TL;DR
Learn how to use Cluster API to provision multiple EKS clusters.
What is Cluster API?
Provisioning Kubernetes clusters is never an easy task. When there are 1000+ clusters, you definitely want to have a standardised approach to ease your life. If you have this concern, you come to the right place! Cluster API is what you need!
Some of you might know tools like kOps, Kubespray. You can imagine Cluster API as their alternative solution, but more powerful!
According to the official page, "Cluster API is a Kubernetes sub-project focused on providing declarative APIs and tooling to simplify provisioning, upgrading, and operating multiple Kubernetes clusters."
Here are some highlighted points of Cluster API:
- Pure YAML-based. Kubernetes style. Super handy.
- Support any mainstream infrastructure provider. Provision your Kubernetes clusters in cloud/on-premise environments in the same place.
- Managed Kubernetes services support. AWS EKS, Azure AKS, GCP GKE all are supported.

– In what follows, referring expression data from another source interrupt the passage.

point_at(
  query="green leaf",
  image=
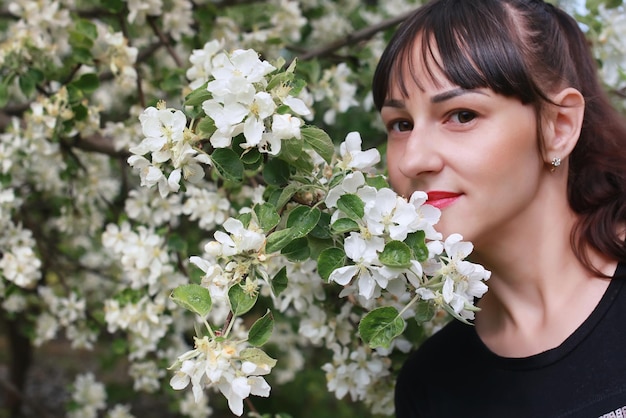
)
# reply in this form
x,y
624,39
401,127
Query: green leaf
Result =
x,y
87,82
206,127
261,330
417,243
343,225
240,301
286,194
319,140
329,260
193,297
267,216
252,156
228,164
291,149
379,327
322,229
245,218
300,222
198,96
297,250
87,28
277,240
352,206
276,172
396,254
425,311
279,281
257,356
378,182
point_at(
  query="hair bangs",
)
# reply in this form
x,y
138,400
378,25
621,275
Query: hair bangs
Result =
x,y
470,45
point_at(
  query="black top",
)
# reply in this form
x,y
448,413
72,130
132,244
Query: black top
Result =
x,y
453,374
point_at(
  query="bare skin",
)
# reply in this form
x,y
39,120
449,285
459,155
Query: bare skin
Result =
x,y
483,148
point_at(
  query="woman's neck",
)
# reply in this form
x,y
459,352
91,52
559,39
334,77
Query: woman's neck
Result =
x,y
539,292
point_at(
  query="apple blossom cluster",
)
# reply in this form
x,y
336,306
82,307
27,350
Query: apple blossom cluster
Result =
x,y
235,369
88,400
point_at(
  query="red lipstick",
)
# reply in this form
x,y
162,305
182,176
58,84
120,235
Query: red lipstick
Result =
x,y
440,199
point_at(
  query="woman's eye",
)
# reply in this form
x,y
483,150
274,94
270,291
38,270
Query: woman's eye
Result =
x,y
401,126
463,116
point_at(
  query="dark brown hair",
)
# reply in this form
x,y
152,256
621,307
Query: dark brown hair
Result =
x,y
523,49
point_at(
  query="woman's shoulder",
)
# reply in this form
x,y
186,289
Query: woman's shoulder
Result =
x,y
453,342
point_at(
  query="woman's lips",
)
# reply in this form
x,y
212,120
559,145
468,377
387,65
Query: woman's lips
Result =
x,y
440,199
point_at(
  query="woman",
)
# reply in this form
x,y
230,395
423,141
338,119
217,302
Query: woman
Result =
x,y
494,108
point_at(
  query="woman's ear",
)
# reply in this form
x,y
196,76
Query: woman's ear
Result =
x,y
562,123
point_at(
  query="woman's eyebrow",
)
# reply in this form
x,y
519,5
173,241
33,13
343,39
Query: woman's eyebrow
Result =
x,y
399,104
447,95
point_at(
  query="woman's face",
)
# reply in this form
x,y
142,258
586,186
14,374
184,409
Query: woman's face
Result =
x,y
473,151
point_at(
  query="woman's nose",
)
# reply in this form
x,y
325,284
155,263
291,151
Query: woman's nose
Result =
x,y
420,155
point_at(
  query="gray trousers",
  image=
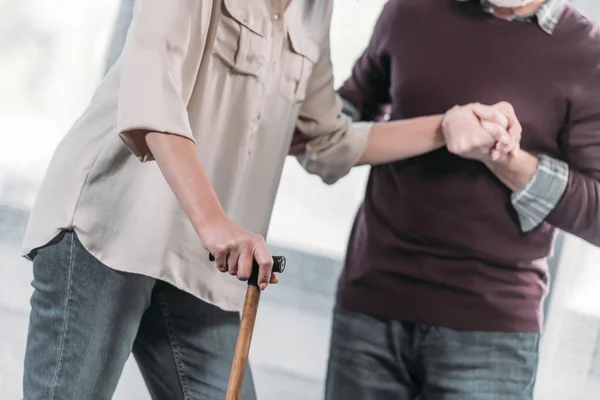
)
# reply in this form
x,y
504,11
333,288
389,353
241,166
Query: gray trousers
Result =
x,y
86,319
375,359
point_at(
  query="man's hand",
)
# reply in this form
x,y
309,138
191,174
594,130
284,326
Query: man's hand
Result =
x,y
480,132
299,142
235,250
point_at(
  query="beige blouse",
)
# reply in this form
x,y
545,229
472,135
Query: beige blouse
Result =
x,y
268,72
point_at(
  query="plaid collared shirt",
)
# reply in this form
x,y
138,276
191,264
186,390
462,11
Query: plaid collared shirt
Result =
x,y
546,16
541,195
534,202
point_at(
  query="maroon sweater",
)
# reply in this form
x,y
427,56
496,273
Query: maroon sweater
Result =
x,y
436,240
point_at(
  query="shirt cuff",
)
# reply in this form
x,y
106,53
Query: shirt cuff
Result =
x,y
331,157
535,201
350,111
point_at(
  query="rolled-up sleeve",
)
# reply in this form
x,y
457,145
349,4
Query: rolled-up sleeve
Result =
x,y
541,195
161,56
337,144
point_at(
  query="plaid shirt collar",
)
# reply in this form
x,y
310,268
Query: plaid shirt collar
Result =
x,y
546,16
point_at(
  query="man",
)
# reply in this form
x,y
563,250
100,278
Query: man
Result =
x,y
212,91
445,273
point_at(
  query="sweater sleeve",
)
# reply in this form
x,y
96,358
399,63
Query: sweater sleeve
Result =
x,y
578,211
367,88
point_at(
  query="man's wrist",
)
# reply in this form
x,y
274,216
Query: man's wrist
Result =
x,y
515,171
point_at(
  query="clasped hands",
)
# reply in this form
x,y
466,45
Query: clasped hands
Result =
x,y
474,131
483,133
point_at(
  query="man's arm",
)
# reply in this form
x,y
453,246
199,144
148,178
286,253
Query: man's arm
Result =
x,y
335,144
565,194
332,145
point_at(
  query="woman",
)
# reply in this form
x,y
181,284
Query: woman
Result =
x,y
212,91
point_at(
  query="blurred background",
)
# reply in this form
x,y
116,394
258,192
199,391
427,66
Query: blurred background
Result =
x,y
52,55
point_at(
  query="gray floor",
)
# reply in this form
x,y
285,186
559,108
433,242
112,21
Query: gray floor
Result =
x,y
291,336
290,342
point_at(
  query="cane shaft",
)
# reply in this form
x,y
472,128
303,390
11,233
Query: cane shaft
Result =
x,y
242,348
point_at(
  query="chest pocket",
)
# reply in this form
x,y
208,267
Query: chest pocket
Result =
x,y
299,59
241,41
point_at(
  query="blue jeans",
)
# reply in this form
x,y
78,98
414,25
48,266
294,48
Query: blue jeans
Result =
x,y
86,319
374,359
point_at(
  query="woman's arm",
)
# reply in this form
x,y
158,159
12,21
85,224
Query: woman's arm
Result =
x,y
397,140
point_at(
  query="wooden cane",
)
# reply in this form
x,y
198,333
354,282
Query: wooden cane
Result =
x,y
242,348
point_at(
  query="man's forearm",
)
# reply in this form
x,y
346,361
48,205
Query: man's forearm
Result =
x,y
178,160
397,140
515,171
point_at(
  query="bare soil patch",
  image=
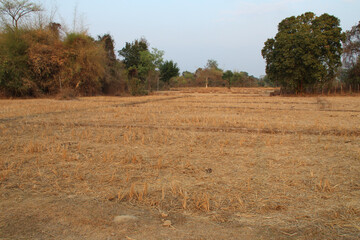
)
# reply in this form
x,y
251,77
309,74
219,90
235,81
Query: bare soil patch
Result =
x,y
190,164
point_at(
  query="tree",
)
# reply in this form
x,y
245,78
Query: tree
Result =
x,y
352,46
211,73
16,10
132,53
305,53
212,64
228,76
351,57
168,70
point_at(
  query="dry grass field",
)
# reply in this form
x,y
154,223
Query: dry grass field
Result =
x,y
186,164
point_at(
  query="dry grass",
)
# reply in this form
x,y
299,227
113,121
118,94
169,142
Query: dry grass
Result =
x,y
285,167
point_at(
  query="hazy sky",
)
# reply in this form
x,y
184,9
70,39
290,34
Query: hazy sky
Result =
x,y
190,32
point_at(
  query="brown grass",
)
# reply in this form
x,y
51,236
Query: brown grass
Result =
x,y
283,167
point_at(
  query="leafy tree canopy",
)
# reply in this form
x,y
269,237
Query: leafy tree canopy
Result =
x,y
132,52
168,70
305,53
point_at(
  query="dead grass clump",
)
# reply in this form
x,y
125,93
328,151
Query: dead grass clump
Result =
x,y
269,163
66,94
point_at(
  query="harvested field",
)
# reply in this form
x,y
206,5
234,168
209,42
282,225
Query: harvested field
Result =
x,y
187,164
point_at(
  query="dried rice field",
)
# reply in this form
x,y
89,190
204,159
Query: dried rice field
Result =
x,y
187,164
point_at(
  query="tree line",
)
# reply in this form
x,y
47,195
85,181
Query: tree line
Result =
x,y
38,59
308,54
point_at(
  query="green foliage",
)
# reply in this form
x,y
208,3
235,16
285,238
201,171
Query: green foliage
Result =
x,y
14,68
15,10
132,54
352,57
136,87
228,76
305,53
84,64
114,80
168,70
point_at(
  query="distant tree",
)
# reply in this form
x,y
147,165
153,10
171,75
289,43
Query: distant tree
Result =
x,y
228,77
212,64
109,46
352,57
211,73
16,10
132,53
168,70
306,52
150,63
352,46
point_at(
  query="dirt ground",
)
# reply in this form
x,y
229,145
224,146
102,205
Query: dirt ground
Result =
x,y
186,164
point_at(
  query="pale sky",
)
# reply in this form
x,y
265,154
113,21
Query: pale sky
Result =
x,y
232,32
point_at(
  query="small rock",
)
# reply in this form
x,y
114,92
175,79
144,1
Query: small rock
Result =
x,y
125,218
167,223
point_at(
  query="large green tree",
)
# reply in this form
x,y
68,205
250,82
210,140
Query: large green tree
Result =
x,y
131,54
305,53
352,57
168,70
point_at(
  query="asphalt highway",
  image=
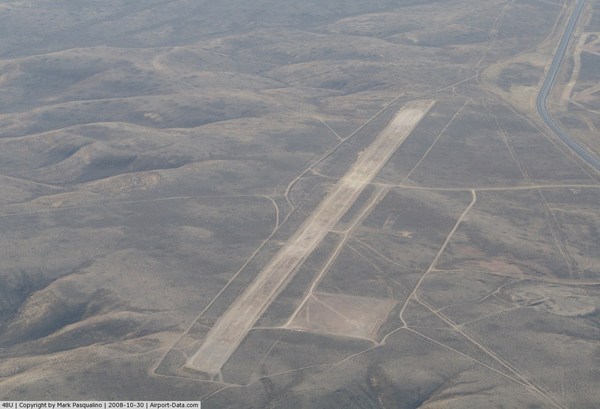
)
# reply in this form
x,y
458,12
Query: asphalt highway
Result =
x,y
583,153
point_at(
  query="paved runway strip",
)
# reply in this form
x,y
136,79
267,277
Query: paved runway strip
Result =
x,y
231,328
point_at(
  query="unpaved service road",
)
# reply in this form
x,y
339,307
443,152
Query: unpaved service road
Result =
x,y
231,328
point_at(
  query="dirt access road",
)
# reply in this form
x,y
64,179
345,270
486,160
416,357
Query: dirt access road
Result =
x,y
231,328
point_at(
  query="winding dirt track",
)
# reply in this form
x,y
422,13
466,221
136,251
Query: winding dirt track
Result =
x,y
231,328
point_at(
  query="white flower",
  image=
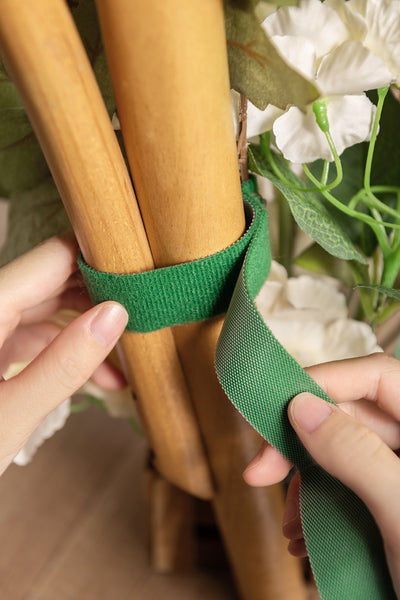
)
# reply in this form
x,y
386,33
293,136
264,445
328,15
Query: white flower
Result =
x,y
52,423
309,317
376,23
315,41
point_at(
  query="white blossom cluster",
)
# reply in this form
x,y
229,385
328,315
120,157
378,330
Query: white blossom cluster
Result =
x,y
309,316
345,48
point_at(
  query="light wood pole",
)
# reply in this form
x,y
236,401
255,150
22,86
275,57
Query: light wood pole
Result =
x,y
169,71
50,68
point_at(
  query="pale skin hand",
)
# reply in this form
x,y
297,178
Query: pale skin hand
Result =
x,y
358,442
32,288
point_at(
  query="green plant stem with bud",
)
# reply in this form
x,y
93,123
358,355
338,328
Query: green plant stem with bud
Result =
x,y
387,233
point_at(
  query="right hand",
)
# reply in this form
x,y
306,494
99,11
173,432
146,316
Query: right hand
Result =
x,y
359,447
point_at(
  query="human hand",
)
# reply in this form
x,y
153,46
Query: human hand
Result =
x,y
32,289
354,441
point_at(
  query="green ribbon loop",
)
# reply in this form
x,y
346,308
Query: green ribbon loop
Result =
x,y
260,378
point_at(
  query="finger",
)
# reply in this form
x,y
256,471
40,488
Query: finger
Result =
x,y
108,377
268,467
298,548
354,454
76,299
291,522
51,263
375,378
62,368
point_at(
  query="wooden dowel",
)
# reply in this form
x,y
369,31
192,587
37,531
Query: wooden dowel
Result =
x,y
50,68
169,70
171,528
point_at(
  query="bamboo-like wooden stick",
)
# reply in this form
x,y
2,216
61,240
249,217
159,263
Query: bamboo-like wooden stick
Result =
x,y
50,68
169,70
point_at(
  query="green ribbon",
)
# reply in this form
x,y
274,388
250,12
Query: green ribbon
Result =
x,y
260,378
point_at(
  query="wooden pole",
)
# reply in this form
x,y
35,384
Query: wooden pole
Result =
x,y
169,70
49,66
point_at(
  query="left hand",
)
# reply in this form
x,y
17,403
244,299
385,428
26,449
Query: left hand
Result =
x,y
32,288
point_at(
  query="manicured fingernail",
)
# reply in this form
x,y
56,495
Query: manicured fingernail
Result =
x,y
108,323
291,512
254,461
308,412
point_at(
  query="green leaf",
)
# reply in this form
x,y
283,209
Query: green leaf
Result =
x,y
34,216
390,292
256,68
316,259
353,164
309,213
22,164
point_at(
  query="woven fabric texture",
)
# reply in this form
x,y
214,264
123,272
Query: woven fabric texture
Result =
x,y
260,378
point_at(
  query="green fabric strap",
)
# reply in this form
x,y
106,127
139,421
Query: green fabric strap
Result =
x,y
185,293
260,378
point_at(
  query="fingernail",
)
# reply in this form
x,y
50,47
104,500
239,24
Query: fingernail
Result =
x,y
291,512
108,323
308,412
254,461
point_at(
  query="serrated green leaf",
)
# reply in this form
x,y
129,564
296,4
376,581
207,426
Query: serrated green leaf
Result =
x,y
316,259
22,164
256,68
353,164
390,292
34,216
309,213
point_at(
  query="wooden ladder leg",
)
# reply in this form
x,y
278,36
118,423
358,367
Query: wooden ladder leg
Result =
x,y
169,71
171,530
49,65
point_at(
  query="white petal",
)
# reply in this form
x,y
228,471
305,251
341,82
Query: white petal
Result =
x,y
383,30
352,69
351,119
347,338
307,292
355,21
259,121
311,20
52,423
299,138
119,403
299,52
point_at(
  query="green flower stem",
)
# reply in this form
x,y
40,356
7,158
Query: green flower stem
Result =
x,y
338,162
385,313
286,234
353,213
396,234
266,148
325,173
371,148
365,296
391,268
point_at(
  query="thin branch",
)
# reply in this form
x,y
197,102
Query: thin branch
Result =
x,y
242,139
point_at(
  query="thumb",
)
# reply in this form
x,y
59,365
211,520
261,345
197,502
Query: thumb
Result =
x,y
59,370
351,452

- Bring your own infrastructure. Reuse existing infrastructures. Focus on provisioning Kubernetes clusters.
It is awesome, right?
To demonstrate how to use Cluster API, I am going to show you how to use it to create AWS EKS clusters.
Concept
Before you continue, there are some concepts you need to understand first.
Infrastructure Provider
Cluster API project defines a set of APIs in the form of Custom Resource Definitions (CRDs). Each provider has to follow the API to specify how to provision infrastructure accordingly.
You can use clusterctl config repositories
command to get a list of supported providers and their repository configuration.
For AWS, its implementation is Cluster API Provider AWS (CAPA).
Management Cluster
A Kubernetes cluster that manages the lifecycle of Workload Clusters. In this cluster, you use Cluster API to further provision Workload Clusters in any infrastructure provider.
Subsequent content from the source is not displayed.